Since last year, the Google Phenomenon has been creeping steadily into all factions of society, from the broadsheet financial papers right down to the teenage magazine weeklies, making Larry Page and Sergey Brin household celebrities worth billions of dollars and determined to change the way everyone works, plays and interacts over the next decade. When even notoriously “anti-American corporate” French periodicals start declaring the rise of U.S. companies, you know something’s going on: only last week, Le Point featured both founders on the front cover and declared boldly inside: “L’ambition de Google parait n’avoir aucune limite” (the ambition of Google seems to recognise no boundaries).
Suddenly everyone everywhere is talking about Google teaming up with Sun Microsystems, who has come obligingly out of left wing, to possibly create the most advanced new desktop software around, making a challenge to the Windows standard. And Google is laying the groundwork with numerous Beta test applications, taking on everything from academia (Google Scholar) to e-mail (Google Mail) down to internet chat and VOIP communications (Google Talk).
But how credible are these threats? Certainly the savvy invitation-only launch of applications such as GMail and Google Talk has elicited some favourable press, and the functionality and usability of its Beta launches has been extremely well received by both the public and by technical critics, but could this innovative relative newcomer really take on Microsoft? Many seem to think so.
While there is a lot to be said for the weighing up of the technological merits of both companies' capabilities, how about looking at it from a purely financial perspective? After all, as history has continually proven, a specification war is not only won on the technilogical superiority of a comapny's product but on its muscle in the fight. What most people seem to have forgotten in the midst of the Google hyperbole are the fundamentals behind the two companies. Google has a reputation for being very secretive, something that has been, again, well received, while Microsoft’s very public announcements appear to be going in one ear and out the other of most analysts. But is Google really that secretive? The company is touted almost weekly in one broadcast or another as “changing the world” or “knowing no limits” or “never ceasing to adapt”, and one has to posit, with this much excitement in circulation, does Google really have nothing at all to do with all this?
It would be naïve to think not. Furthermore, a closer analysis of the company’s share price since the IPO last year seems to give way to more suspicions about the apparent ‘secrecy’ Google encloses around its HQ in Mountain View, California. The company is now trading at nearly four hundred dollars a share, or, in real value, at a P/E of 85! The last time this kind of valuation was seen anywhere near the NASDAQ was back in the heydays of the tech bubble. To believe that this kind of price performance in the current market climate is achievable without a heavily active PR department is somewhat risible.

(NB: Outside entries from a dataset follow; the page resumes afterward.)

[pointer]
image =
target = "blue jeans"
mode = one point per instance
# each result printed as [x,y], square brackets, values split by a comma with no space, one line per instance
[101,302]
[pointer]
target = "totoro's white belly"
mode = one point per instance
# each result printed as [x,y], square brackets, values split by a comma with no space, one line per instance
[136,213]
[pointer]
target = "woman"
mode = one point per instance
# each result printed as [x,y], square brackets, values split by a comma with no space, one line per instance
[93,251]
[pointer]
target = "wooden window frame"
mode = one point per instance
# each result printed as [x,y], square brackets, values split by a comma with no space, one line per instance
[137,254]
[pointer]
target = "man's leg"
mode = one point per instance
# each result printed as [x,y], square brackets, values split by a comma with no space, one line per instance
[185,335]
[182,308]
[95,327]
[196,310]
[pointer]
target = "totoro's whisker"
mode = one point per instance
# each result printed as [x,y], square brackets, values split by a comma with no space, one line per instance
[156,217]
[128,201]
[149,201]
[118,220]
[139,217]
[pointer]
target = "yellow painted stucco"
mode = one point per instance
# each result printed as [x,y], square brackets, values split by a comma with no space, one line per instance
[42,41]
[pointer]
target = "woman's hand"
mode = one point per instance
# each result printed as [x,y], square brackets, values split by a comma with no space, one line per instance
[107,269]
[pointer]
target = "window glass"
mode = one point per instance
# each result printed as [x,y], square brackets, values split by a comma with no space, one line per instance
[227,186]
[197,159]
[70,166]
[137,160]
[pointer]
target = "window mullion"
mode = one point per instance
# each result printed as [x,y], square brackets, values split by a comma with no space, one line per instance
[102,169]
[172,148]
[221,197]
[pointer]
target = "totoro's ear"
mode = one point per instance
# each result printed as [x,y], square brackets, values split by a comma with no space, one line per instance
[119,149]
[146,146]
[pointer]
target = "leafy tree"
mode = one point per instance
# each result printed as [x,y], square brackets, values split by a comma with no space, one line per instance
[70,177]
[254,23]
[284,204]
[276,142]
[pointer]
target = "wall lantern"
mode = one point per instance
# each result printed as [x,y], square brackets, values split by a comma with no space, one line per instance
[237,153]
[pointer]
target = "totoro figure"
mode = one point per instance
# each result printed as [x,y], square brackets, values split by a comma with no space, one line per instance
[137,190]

The more “extrovert” Microsoft, by comparison, trades at only a fraction of this price, at a P/E ratio of just over 20. In addition to this, while Google is worth just over $100 billion dollars, Microsoft is worth $250 billion. This comparison alone makes Microsoft extremely good value and Google way overpriced by any measure, espcially with Microsoft's earnings up on the year to date.
It is easy to take cheap shots at Microsoft because of its gargantuan monopoly, and undoubtedly, it makes for great news when a young upstart takes top lead over a franchise of Microsoft’s size. But for all its evils, Microsoft has consistently delivered us into the world we now know and use: from the desktop to the application I use to write this article on, to the software that enables me to broadcast it out to a planet of six billion people, Microsoft has provided by far the bulk of the platform.

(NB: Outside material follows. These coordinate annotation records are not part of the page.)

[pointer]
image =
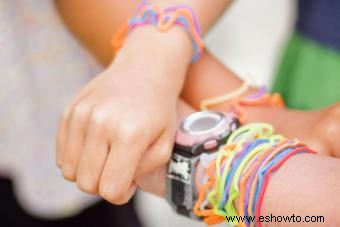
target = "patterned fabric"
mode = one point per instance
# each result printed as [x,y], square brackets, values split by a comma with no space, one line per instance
[41,69]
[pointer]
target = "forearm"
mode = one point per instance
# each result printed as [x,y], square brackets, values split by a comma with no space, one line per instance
[95,22]
[209,78]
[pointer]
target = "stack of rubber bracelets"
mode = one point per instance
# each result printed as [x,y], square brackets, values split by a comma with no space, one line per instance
[163,20]
[239,173]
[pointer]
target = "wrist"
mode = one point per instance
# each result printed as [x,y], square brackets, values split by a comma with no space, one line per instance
[160,49]
[160,57]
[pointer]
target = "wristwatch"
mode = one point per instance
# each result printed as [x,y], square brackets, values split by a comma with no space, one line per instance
[200,132]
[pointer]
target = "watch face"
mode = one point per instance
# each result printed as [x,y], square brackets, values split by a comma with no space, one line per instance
[204,126]
[204,122]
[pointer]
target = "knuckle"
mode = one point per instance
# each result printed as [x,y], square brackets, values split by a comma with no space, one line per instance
[99,117]
[128,131]
[81,110]
[69,173]
[113,195]
[65,114]
[87,185]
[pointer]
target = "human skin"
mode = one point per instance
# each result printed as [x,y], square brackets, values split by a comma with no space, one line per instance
[100,131]
[305,185]
[222,80]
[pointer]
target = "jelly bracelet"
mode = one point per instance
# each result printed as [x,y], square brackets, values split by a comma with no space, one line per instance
[163,20]
[241,171]
[234,191]
[274,168]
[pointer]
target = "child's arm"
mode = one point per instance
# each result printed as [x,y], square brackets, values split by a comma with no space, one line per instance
[122,122]
[306,185]
[319,129]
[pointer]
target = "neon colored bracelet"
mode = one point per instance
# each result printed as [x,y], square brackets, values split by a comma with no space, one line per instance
[163,19]
[241,170]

What is interesting however, despite the potential Microsoft-Google wars, is that all this publicity signals a demand from the world at large for some kind of change of the current software standardization. A lot of Microsoft’s success depends on whether its next foray into the market, Windows Vista, can provide a sufficient enough change to satisfy the demands of customers tired of filing by a limit of subject and surfing by a limit of criteria.

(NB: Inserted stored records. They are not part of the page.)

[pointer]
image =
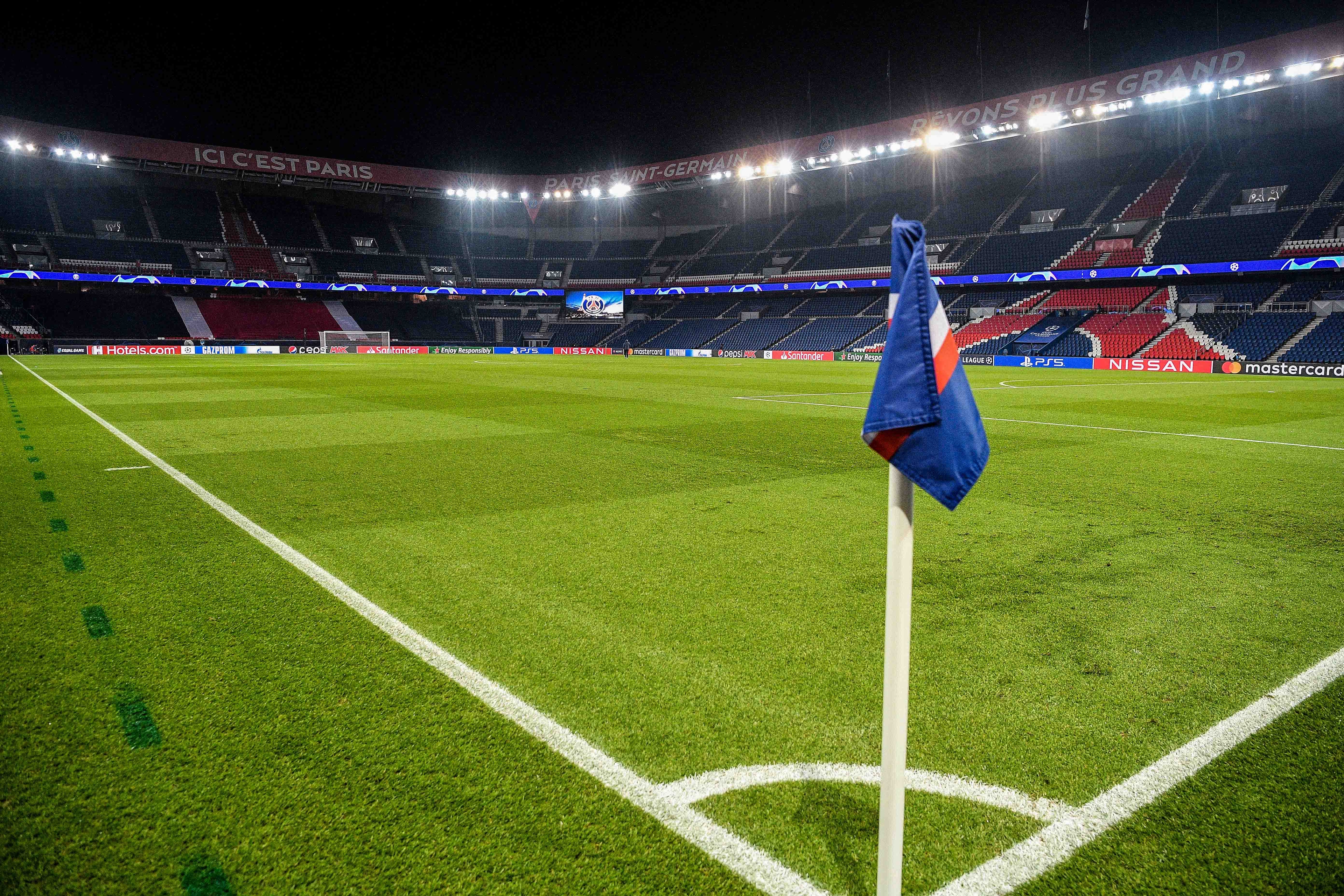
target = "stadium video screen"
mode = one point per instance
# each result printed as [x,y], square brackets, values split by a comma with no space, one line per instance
[595,304]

Because, contrary to public opinion, it looks like Google might have over-sold itself too early. A P/E ratio at its current level cannot be sustained for an indefinite period of time. The only way that Google can possibly sustain this kind of price to earnings valuation is to actually deliver a viable desktop software before Microsoft comes out with its challenge next year. If it doesn’t, and the price of its shares starts to fall (as it surely will), Google is going to find itself having to split its current stock in order to attract more investors to its equity, a strategy that could lead it to decline further. Capital withdrawal from shareholders at the moment of a head-on confrontation with a monolith such as Microsoft can be disastrous to the outcome, particularly when Microsoft is sitting pretty right now at a relatively low industry valuation. Microsoft has been a public company for long enough to know the tricks of the trade that rookie Google still has yet to acquire: Page and Brin should be careful where they tread.